I just wanted you to know I’ve done my best. There are two main requirements to fulfill. I need something that fits well a body that is way different than it was eight years and two kids ago. Without making me look like I’m wearing a muumuu. And oh, there are some muumuus out there. I know, because I’ve tried them on. Second, I’ve always had a larger chest, and now that I’m still nursing a toddler a couple times a day…. Do you know how hard it is to find swimwear with a modest neckline? I was lamenting this to a couple friends, who both told me, separately, that I should just tie the straps tighter, which made me laugh and laugh because, as anyone with a higher bra size knows, those straps are just no match against the force of gravity, no matter how tight you tie them. Bless their hearts.

I’ve done my best and found a still-imperfect suit. I’m going to go to the pool and splash with my kids and bend down to hug them and eat pizza from the snack shop. I am going to TRY, going to PRACTICE, not worrying about what other people think, of my body or my cleavage. If you see me at the pool, please feel free to give me a wink and a high five if this resonates with you. We’re in this together, mamas.

PS And by “mamas” I include all women who labor for greater love and acceptance.

Community Well

My words tumbled out in a hurried anxiety. I was young, holding a new baby in my lap, in a circle of other moms. We were a postpartum group of women who had used the same midwife and met once a month. I noticed that several of the others communicated in the same way.

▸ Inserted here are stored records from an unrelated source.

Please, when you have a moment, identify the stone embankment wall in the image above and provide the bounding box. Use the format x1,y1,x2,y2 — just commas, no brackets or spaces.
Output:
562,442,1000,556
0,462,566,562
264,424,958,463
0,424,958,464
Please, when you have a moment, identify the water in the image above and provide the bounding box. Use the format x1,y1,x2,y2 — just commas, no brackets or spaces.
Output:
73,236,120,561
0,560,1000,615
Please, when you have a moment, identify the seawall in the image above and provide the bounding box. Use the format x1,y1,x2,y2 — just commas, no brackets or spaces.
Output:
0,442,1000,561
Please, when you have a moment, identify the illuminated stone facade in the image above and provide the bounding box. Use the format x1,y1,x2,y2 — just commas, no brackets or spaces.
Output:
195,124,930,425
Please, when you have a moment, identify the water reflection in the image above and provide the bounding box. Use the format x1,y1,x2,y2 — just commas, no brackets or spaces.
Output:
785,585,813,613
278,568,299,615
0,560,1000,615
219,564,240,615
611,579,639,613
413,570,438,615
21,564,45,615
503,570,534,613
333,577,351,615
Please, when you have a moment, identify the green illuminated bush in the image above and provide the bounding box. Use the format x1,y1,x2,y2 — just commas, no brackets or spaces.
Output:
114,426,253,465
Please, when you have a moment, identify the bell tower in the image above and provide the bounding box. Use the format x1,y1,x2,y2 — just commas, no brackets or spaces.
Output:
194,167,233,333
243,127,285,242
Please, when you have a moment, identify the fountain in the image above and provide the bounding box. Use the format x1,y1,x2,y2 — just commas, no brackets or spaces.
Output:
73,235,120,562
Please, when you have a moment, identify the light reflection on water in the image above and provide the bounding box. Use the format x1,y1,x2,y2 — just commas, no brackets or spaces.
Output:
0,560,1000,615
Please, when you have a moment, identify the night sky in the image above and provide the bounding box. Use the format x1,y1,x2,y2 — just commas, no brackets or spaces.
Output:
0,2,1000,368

It was as if we were desperate to be heard, to voice the stories that had become stuck in our hearts, to free them and have them understood. They were stories about our relationships and our shortcomings, our biggest hopes and deepest fears as we navigated this hardest and most important thing we would ever do. This mothering.Mama

It can be difficult prying those stories loose. They may come out full of anger at being ignored, or confused or afraid. They may come out in long run-on sentences. Our faces may blush and our necks splotch.

Across time and cultures, women have shared their stories as they gathered at community wells. They were their mothers’ support group, their girls’ night out.

As we have industrialized the ability to run water directly into our homes, we’ve lost that daily opportunity to see and be seen and to hear and be heard.

In many developing countries, the well as a meeting place is threatened by violence. In conflict areas, where people have been driven away from their villages into refugee camps, one of the most dangerous things a woman or girl can do is go out for water. She is vulnerable to attack as she ventures outside the camp.

It is crucial to our wellbeing – not just women, but all humans – that we have safe spaces to tell stories. Especially when they are hard to tell. Especially when no one has been willing or able to hear, really hear, them.

Buddhist monk Thich Nhat Hanh teaches that we should listen in order to relieve each other’s suffering. We know how that feels, don’t we? The relief when someone has received our story without judging us, recognizing that our experience is legitimate, regardless of whether they have experienced it, too, and even when our story is tipped with anxiety, anger, or bitterness.

Community Well is a meeting place to share stories and to listen. May our suffering be relieved. May our happiness be shared. May our lives be well.